The Neilsons had been playing festivals all over North America, opening for the likes of Johnny Cash, and performing with other legendary artists. “To start over with nothing in a brand new country was pretty daunting,” she admits. “I’ve been there for 10 years and I’m making my way.” That might be the understatement of the century–Neilson has amassed quite following in New Zealand, had a roof-raising round of showcase performances at this year’s AmericanaFest, and is currently on tour in North America. With her latest jaw-dropping release, Don’t Be Afraid, becoming available in the States on September 30th, the sky is only the limit.

“It’s the most personal album I’ve made,” says Neilson. “It was written in the six weeks following my father’s death; we were very close—not just as father and daughter, but he was my musical mentor, my co-worker, all of those things. It all happened very suddenly, I rushed to Canada to be with him, and he passed away in the two weeks I was there. I had already planned to record an album during that time, and I thought I probably should cancel it all, but my mom told me that my dad would be gutted if he thought he had stopped the momentum of what was happening in my career.”
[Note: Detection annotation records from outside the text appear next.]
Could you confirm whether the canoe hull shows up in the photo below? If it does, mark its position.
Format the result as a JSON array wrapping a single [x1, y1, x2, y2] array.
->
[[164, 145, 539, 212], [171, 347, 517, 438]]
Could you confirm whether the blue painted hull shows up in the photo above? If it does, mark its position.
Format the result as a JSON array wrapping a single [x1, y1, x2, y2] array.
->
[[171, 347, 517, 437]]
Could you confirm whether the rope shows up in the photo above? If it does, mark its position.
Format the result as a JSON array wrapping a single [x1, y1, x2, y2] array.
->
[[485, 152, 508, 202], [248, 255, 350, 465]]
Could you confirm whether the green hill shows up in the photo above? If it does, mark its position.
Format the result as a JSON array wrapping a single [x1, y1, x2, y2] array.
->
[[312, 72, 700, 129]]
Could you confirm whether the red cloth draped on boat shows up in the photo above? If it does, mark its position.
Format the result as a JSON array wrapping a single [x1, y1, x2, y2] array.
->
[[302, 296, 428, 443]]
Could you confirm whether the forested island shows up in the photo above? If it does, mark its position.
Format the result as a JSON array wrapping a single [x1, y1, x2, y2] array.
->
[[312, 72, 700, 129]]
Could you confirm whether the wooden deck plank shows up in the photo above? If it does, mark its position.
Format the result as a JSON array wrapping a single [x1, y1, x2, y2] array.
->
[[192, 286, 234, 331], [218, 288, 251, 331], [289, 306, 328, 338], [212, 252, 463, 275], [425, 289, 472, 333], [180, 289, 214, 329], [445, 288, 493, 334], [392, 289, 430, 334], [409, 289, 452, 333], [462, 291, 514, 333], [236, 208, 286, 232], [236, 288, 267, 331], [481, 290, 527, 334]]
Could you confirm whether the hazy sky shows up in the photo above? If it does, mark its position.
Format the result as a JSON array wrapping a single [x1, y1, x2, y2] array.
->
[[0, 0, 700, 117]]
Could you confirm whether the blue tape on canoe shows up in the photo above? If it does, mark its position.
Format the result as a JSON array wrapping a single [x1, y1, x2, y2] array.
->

“I think the turning point was the title track, ‘Don’t Be Afraid’; it was the last song my dad wrote, while he was in the hospital—he never stopped. He was hooked up to machines, and he couldn’t play, let alone sing, but there’s nothing worse for a songwriter than to have a song inside you that you can’t get out,” she continues. “He had all the lyrics written down, he showed them to everyone who came to see him, and said he was going to get better and record it. We brought his guitar to the hospital one day so he could try to play it, hoping we could get at least the melody on tape. He got one verse out before he had to stop–the hidden track at the end of the album is actually that recording. He was a man of really strong faith, and the lyrics were from the perspective of God speaking to him;  now, I view it as my dad speaking to me.”

If that doesn’t give you goosebumps, you should check your pulse.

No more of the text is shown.